Le problème – ou l'opportunité selon le public concerné –, c'est que les entreprises qui innovent se détournent des travailleurs les moins qualifiés. C'est la raison pour laquelle les employeurs insistent, depuis des années, pour que des efforts bien plus importants soient effectués dans l'enseignement et la formation, poursuit Didier Paquot (UWE). Dans le monde qui se profile devant nous et qui reste plein d'opportunités pour autant qu'on vise des produits et services de plus en plus sophistiqués, il y aura effectivement de moins en moins de place pour les personnes peu qualifiées.
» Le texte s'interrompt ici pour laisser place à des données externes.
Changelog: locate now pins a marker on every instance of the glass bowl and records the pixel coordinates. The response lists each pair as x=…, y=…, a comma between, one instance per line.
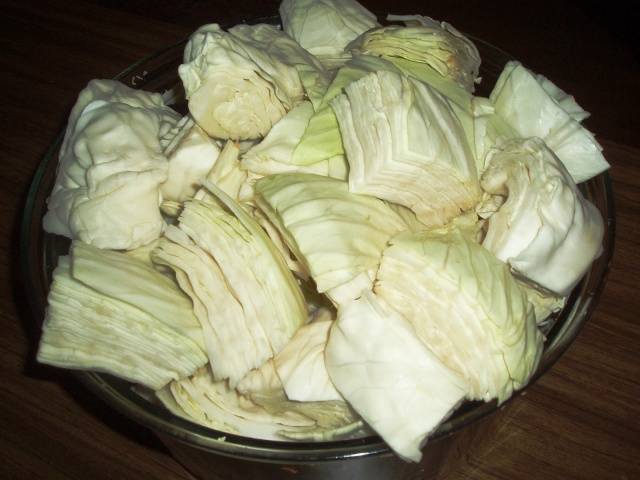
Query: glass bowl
x=214, y=454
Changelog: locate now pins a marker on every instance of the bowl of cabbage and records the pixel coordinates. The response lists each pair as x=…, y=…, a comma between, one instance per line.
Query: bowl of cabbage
x=253, y=290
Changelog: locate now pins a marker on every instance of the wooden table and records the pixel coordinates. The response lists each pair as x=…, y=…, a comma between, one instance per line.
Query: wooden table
x=580, y=421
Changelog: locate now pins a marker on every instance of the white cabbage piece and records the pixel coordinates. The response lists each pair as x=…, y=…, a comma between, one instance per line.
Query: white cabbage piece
x=262, y=379
x=281, y=47
x=274, y=154
x=489, y=130
x=545, y=304
x=227, y=174
x=326, y=27
x=240, y=83
x=535, y=107
x=322, y=139
x=466, y=306
x=247, y=300
x=545, y=230
x=337, y=235
x=398, y=386
x=276, y=238
x=265, y=414
x=405, y=144
x=121, y=276
x=438, y=45
x=87, y=329
x=300, y=364
x=191, y=154
x=214, y=404
x=107, y=189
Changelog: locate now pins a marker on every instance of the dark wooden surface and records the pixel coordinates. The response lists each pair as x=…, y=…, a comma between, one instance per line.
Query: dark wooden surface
x=580, y=421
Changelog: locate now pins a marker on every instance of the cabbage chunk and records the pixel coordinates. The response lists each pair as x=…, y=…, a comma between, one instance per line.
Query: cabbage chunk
x=405, y=144
x=545, y=230
x=398, y=386
x=466, y=306
x=126, y=332
x=535, y=107
x=246, y=299
x=337, y=235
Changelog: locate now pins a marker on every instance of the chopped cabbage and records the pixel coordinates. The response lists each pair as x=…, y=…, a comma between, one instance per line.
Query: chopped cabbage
x=88, y=329
x=405, y=144
x=398, y=386
x=440, y=46
x=465, y=306
x=246, y=299
x=300, y=365
x=191, y=154
x=107, y=190
x=546, y=230
x=337, y=235
x=240, y=83
x=325, y=27
x=535, y=107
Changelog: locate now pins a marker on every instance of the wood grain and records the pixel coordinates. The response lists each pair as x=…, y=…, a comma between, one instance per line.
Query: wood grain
x=580, y=421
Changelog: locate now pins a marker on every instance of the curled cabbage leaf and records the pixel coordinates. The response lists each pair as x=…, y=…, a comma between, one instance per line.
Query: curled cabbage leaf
x=240, y=83
x=325, y=27
x=245, y=297
x=405, y=144
x=535, y=107
x=337, y=235
x=398, y=386
x=466, y=306
x=265, y=414
x=438, y=45
x=107, y=189
x=91, y=323
x=545, y=230
x=300, y=364
x=191, y=154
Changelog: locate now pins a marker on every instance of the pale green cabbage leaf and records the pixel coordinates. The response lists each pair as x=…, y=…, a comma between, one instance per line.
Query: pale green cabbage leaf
x=110, y=328
x=240, y=83
x=534, y=107
x=398, y=386
x=326, y=27
x=191, y=154
x=546, y=230
x=466, y=306
x=438, y=45
x=405, y=144
x=245, y=297
x=337, y=235
x=300, y=364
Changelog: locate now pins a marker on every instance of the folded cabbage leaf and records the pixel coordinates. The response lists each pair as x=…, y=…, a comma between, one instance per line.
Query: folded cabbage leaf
x=545, y=230
x=191, y=154
x=247, y=300
x=122, y=329
x=405, y=144
x=326, y=27
x=240, y=83
x=398, y=386
x=535, y=107
x=111, y=167
x=466, y=306
x=337, y=235
x=300, y=364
Mais les opportunités seront donc, en revanche, bien réelles pour les plus qualifiés !

 

Impéria ou la renaissance d'un fleuron wallon

L'idée paraît folle, mais elle prend pourtant forme : faire renaître, en Wallonie, une marque automobile prestigieuse ! Cette marque, c'est Impéria, née en 1906, à une époque où la Belgique comptait sur son sol des dizaines de constructeurs. Au faîte de sa gloire, Impéria occupait dans ses ateliers plusieurs centaines de personnes. C'est sous cette marque qu'Yves Toussaint, par ailleurs à la tête de Green Propulsion, spécialisée dans les motorisations hybrides, va lancer un véritable bijou de design et de technologie...

Yves Toussaint, comment décrire cette Impéria GP ?
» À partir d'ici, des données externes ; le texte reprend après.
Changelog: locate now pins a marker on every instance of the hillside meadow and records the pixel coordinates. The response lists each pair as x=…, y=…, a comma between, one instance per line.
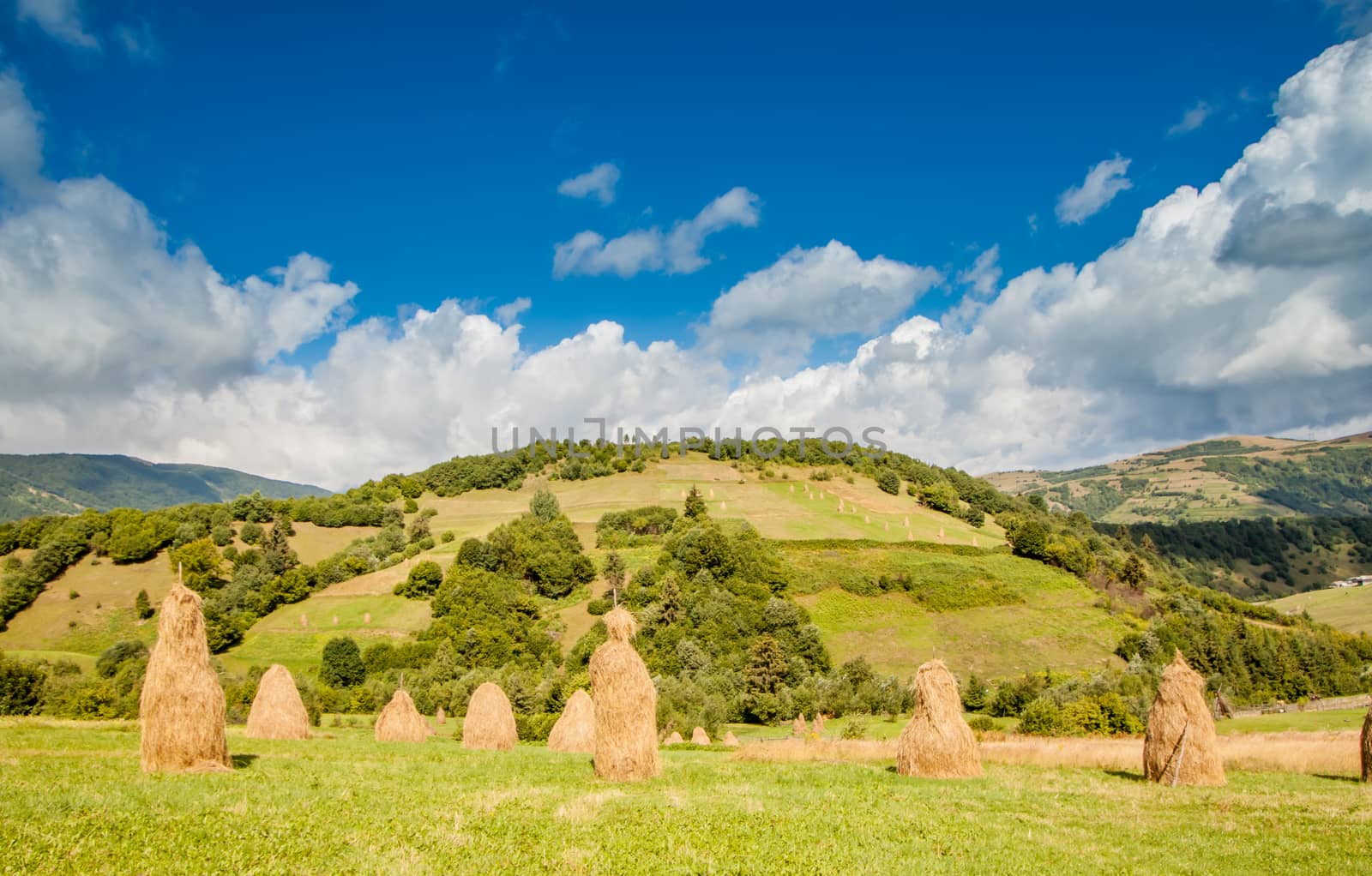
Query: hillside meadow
x=73, y=801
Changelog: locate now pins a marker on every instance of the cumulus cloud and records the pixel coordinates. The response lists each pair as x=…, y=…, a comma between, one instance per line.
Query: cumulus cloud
x=61, y=20
x=822, y=292
x=1202, y=322
x=1104, y=181
x=676, y=251
x=1191, y=119
x=507, y=315
x=599, y=181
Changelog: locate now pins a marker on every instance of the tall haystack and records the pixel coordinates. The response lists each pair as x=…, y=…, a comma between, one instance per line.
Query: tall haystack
x=1180, y=745
x=401, y=722
x=936, y=742
x=575, y=731
x=490, y=722
x=1367, y=746
x=626, y=705
x=278, y=711
x=182, y=708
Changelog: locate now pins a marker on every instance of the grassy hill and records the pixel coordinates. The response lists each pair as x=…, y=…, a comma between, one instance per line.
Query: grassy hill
x=1014, y=613
x=68, y=483
x=1345, y=608
x=1221, y=478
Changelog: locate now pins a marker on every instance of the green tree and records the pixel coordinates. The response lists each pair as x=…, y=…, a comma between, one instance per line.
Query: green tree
x=615, y=574
x=766, y=670
x=423, y=580
x=544, y=506
x=141, y=606
x=342, y=663
x=199, y=562
x=889, y=482
x=696, y=505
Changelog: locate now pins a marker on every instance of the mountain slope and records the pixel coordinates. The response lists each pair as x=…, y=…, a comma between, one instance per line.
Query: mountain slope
x=66, y=483
x=1221, y=478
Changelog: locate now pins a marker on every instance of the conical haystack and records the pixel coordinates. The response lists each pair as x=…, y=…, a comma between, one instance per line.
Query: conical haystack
x=936, y=742
x=278, y=711
x=1367, y=746
x=1180, y=746
x=626, y=705
x=490, y=722
x=401, y=722
x=182, y=706
x=575, y=729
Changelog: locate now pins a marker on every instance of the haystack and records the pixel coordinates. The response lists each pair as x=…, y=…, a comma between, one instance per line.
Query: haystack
x=278, y=711
x=401, y=722
x=1367, y=746
x=490, y=722
x=575, y=731
x=936, y=742
x=626, y=705
x=1180, y=746
x=182, y=706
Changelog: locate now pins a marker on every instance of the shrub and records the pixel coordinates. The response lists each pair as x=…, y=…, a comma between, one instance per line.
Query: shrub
x=1042, y=717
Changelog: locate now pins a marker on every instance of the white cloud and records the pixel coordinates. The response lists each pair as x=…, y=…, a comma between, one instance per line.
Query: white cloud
x=507, y=315
x=599, y=181
x=1198, y=324
x=61, y=20
x=822, y=292
x=21, y=140
x=1104, y=181
x=1191, y=119
x=676, y=251
x=137, y=41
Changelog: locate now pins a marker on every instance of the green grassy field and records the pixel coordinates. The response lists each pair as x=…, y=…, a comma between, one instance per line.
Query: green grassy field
x=1039, y=615
x=73, y=801
x=1346, y=608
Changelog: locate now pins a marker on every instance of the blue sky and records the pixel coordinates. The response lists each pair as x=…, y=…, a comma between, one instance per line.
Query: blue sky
x=1060, y=235
x=418, y=151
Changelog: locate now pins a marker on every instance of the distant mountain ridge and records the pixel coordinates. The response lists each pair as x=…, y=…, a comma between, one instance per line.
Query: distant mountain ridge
x=1220, y=478
x=68, y=483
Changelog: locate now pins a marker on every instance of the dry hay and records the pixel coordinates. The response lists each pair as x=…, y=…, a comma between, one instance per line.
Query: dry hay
x=401, y=722
x=626, y=705
x=1180, y=743
x=182, y=706
x=936, y=742
x=490, y=722
x=575, y=729
x=1367, y=746
x=278, y=711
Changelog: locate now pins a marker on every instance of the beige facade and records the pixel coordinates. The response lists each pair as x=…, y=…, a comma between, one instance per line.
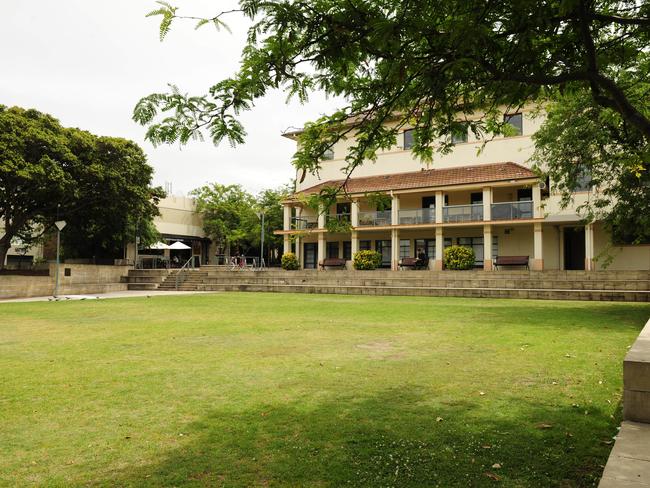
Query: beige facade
x=487, y=199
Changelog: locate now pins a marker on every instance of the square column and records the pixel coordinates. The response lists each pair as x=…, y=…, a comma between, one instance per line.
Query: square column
x=394, y=212
x=440, y=202
x=487, y=247
x=354, y=213
x=440, y=242
x=590, y=265
x=287, y=217
x=354, y=243
x=394, y=249
x=537, y=201
x=487, y=203
x=538, y=260
x=321, y=247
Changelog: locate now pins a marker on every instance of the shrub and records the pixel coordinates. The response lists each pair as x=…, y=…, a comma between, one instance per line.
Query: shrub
x=290, y=262
x=459, y=257
x=366, y=260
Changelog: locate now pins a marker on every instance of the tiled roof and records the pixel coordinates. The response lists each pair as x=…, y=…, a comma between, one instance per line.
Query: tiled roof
x=463, y=175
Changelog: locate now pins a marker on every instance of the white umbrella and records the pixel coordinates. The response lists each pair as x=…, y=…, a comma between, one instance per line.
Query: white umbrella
x=158, y=245
x=179, y=245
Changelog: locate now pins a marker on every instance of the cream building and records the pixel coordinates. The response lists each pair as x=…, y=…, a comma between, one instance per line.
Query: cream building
x=489, y=200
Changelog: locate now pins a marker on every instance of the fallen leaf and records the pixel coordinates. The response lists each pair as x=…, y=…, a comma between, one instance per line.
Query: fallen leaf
x=493, y=476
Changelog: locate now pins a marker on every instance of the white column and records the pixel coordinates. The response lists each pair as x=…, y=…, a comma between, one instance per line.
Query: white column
x=487, y=247
x=354, y=242
x=538, y=260
x=440, y=202
x=589, y=248
x=394, y=248
x=537, y=201
x=321, y=217
x=487, y=203
x=287, y=217
x=321, y=246
x=440, y=242
x=354, y=211
x=395, y=210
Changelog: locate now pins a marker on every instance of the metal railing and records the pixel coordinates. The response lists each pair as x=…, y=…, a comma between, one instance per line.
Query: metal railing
x=182, y=273
x=462, y=213
x=417, y=216
x=373, y=219
x=303, y=223
x=512, y=210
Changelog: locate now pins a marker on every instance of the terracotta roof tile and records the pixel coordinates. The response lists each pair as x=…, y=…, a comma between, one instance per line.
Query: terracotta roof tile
x=482, y=173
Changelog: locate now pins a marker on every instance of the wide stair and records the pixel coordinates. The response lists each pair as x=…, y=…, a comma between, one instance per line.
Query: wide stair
x=633, y=286
x=189, y=280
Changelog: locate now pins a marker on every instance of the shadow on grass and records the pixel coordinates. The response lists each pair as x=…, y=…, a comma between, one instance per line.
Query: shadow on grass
x=396, y=438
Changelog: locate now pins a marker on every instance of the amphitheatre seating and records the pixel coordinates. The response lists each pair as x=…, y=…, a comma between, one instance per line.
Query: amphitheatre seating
x=511, y=261
x=332, y=263
x=414, y=263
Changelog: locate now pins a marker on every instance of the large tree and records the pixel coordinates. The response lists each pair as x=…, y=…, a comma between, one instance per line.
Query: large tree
x=100, y=186
x=433, y=65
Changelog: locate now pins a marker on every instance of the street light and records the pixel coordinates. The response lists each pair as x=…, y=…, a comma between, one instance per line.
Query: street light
x=60, y=224
x=260, y=215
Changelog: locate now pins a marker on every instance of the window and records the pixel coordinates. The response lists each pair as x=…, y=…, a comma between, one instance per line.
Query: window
x=332, y=249
x=404, y=248
x=459, y=136
x=347, y=250
x=583, y=180
x=525, y=195
x=408, y=139
x=516, y=121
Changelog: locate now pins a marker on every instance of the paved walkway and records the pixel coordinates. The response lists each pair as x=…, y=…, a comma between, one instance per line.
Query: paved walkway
x=115, y=294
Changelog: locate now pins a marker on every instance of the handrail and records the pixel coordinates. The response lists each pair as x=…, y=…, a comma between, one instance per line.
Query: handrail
x=182, y=273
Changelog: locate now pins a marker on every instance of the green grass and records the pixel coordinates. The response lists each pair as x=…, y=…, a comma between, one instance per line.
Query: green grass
x=310, y=390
C'est une voiture dont le design s'inspire des lignes qui ont fait la gloire de la marque dans les années 30 et dont la motorisation est totalement actuelle, voire futuriste. Un concept néo rétro qui se traduit non seulement par des lignes superbes, mais aussi par une technologie de propulsion à la fois électrique et thermique, spécialement développée pour ce véhicule : pour résumer, les performances sont celles d'une Porsche et la consommation et les émissions de CO2 sont celles d'une Smart...

Comment considérez-vous le fait que « Références » a choisi de vous épingler pour incarner, en quelque sorte, le renouveau industriel de la Wallonie ?

Ce projet suscite à l'évidence beaucoup d'intérêt dans les médias, mais pas seulement. Le contexte wallon est, à certains égards, compliqué et nous déployons de notre côté un projet ambitieux, qui fait rêver et qui génère des emplois : à l'horizon 2015, nous devrions employer 50 personnes pour une production annuelle d'environ 200 voitures.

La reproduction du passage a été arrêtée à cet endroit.